Tratta di esseri umani: 20mila ragazze rapite in Nigeria si trovano in Mali

La Nigeria ha trovato in Mali più di 20.000 ragazze rapite in Nigeria. L’agenzia nigeriana antitratta ha detto che sono state vendute come schiave del sesso. Secondo l’agenzia, NAPTIP, ci sono tra le 20.000 e le 45.000 donne nigeriane rapite in Mali.

Il generale Julie Okah-Donli, direttore del NAPTIP, ha detto che le donne provengono per lo più dalla Nigeria. “Sono state ingannate e portate in Mali”, ha detto Okah-Donli ad Al Jazeera. “Alcune sono state rapite mentre andavano a scuola.”

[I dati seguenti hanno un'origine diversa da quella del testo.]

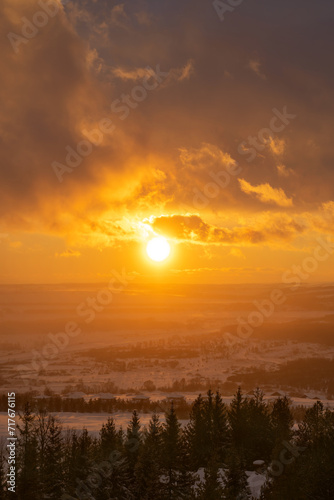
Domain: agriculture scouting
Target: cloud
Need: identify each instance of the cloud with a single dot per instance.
(69, 253)
(192, 228)
(277, 146)
(283, 171)
(266, 194)
(255, 66)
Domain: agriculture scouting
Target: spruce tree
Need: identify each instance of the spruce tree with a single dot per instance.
(28, 486)
(148, 469)
(196, 434)
(236, 485)
(52, 480)
(108, 438)
(2, 473)
(212, 487)
(237, 417)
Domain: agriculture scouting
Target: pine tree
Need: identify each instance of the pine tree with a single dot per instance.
(176, 476)
(212, 488)
(236, 485)
(2, 473)
(259, 437)
(237, 417)
(52, 459)
(109, 440)
(133, 444)
(196, 434)
(133, 441)
(281, 420)
(28, 486)
(220, 435)
(148, 469)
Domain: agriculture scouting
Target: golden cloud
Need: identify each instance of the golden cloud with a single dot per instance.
(266, 194)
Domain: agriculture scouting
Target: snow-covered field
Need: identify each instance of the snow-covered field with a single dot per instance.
(163, 335)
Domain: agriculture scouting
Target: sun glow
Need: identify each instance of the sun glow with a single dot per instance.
(158, 249)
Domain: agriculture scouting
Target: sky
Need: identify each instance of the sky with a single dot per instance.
(206, 124)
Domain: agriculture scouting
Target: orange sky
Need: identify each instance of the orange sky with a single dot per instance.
(124, 120)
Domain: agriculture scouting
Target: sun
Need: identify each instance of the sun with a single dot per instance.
(158, 249)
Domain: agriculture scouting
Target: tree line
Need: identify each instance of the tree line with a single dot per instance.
(206, 460)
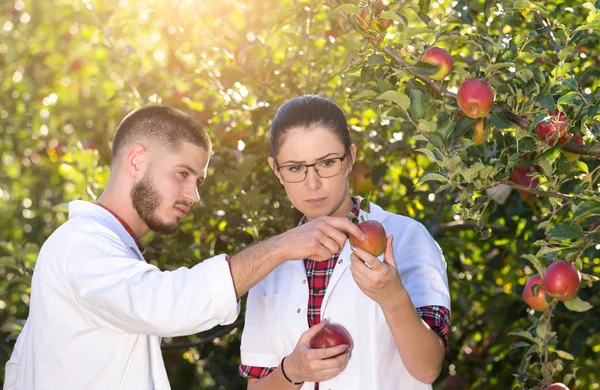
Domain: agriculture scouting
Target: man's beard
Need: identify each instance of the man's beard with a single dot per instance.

Ci sono oltre un milione di nigeriani in Mali, di cui circa 20.000 sono vittime della prostituzione. Le condizioni sono orribili. Sono tenute nel fitto della foresta dove non possono fuggire e vengono sorvegliate dalle ‘madame’.

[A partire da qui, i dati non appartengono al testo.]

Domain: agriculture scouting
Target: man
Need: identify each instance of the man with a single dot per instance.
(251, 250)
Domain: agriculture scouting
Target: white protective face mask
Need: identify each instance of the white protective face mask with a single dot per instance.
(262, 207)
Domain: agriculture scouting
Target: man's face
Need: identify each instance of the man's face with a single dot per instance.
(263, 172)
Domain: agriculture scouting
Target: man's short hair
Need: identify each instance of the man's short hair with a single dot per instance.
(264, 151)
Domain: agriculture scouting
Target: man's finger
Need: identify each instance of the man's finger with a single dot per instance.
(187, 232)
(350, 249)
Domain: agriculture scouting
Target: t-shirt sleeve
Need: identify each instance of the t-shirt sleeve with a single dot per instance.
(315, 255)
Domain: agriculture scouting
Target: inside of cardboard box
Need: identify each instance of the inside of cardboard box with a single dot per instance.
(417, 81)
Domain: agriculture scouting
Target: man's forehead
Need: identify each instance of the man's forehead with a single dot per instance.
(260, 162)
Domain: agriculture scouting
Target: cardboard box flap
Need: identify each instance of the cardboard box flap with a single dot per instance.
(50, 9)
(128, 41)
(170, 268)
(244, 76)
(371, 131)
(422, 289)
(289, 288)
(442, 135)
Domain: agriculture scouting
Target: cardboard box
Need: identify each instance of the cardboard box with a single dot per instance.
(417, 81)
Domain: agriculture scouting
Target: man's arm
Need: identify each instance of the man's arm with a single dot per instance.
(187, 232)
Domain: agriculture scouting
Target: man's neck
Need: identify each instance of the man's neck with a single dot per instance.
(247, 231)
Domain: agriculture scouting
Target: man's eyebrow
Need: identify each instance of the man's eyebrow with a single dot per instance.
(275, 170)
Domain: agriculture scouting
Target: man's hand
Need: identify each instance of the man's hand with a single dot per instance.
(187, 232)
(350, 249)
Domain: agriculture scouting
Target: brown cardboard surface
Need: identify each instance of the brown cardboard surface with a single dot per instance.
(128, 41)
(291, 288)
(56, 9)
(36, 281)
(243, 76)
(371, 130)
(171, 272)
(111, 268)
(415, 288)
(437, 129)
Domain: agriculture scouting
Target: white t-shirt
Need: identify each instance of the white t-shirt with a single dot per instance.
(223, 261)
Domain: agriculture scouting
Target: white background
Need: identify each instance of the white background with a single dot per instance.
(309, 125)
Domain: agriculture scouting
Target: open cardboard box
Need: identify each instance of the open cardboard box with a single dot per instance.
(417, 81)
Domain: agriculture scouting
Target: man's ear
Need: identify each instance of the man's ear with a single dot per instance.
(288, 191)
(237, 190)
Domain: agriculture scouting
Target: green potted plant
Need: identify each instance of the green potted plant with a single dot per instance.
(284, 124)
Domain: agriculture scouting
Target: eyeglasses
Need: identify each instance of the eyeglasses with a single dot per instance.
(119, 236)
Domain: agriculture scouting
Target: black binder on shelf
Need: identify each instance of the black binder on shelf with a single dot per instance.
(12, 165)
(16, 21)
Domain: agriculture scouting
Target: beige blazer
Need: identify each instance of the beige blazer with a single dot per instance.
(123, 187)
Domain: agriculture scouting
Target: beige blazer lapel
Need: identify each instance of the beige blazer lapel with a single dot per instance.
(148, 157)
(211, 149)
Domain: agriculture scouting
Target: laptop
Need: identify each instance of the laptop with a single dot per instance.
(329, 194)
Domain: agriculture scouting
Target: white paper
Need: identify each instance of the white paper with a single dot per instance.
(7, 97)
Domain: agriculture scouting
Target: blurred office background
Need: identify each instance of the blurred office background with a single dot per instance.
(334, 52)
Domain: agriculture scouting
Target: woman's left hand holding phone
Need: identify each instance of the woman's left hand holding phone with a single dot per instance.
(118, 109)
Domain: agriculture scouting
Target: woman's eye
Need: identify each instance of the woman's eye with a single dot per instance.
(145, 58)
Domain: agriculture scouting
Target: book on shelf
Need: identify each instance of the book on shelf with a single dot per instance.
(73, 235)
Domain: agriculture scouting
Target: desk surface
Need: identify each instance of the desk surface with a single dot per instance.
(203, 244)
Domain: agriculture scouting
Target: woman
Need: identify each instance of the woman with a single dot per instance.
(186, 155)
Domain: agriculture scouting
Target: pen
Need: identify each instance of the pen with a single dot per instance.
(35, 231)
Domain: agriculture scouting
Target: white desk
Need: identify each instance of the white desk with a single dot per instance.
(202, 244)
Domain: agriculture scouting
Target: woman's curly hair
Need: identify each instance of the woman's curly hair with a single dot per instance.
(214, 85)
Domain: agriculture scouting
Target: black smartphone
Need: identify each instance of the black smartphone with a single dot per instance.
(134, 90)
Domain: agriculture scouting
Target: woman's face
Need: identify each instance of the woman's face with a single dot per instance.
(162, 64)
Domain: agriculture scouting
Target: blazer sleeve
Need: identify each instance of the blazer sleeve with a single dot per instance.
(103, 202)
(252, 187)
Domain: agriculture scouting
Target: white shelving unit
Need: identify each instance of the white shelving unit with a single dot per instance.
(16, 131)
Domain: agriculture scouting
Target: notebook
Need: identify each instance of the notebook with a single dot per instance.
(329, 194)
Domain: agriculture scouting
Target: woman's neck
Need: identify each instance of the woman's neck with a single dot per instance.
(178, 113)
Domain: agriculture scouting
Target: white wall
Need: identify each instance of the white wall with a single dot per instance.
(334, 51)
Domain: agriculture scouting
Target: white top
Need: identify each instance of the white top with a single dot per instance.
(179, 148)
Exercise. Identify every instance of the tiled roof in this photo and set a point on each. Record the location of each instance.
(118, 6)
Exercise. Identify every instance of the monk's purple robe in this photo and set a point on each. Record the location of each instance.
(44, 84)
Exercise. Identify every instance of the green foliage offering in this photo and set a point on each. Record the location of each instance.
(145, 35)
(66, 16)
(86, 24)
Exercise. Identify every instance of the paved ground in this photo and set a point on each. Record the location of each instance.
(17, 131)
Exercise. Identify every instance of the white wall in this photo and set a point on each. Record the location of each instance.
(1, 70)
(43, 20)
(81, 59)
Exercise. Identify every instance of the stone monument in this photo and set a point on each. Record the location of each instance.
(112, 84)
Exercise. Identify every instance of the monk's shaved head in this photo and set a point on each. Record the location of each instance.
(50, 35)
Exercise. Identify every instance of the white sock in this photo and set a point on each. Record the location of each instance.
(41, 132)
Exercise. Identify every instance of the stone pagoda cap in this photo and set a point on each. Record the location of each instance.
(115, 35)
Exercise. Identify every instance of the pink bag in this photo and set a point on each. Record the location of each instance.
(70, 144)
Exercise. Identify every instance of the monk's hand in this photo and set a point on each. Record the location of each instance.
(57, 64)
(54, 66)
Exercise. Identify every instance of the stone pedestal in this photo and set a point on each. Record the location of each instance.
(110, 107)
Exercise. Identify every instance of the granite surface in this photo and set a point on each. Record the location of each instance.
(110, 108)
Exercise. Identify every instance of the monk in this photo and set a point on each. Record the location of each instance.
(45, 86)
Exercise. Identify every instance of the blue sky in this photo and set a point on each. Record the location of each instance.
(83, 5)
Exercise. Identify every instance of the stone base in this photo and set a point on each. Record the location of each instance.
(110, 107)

Nel 2014, il gruppo armato Boko Haram ha rapito più di 276 studentesse dalla città di Chibok, in Nigeria. Circa 2.000 ragazze e ragazzi sono stati rapiti da Boko Haram dal 2014, molti vengono usati come schiavi del sesso, combattenti e persino come attentatori suicidi, secondo Amnesty International.

Le vittime nigeriane della tratta di esseri umani sono state trovate in circa 40 paesi diversi, afferma il rapporto, aggiungendo che “l’80% di tutte le donne migranti nigeriane in Italia sono o diventeranno vittime di tratta“.

L’ONU si è limitata a criticare la Nigeria per non aver affrontato la questione della tratta di esseri umani.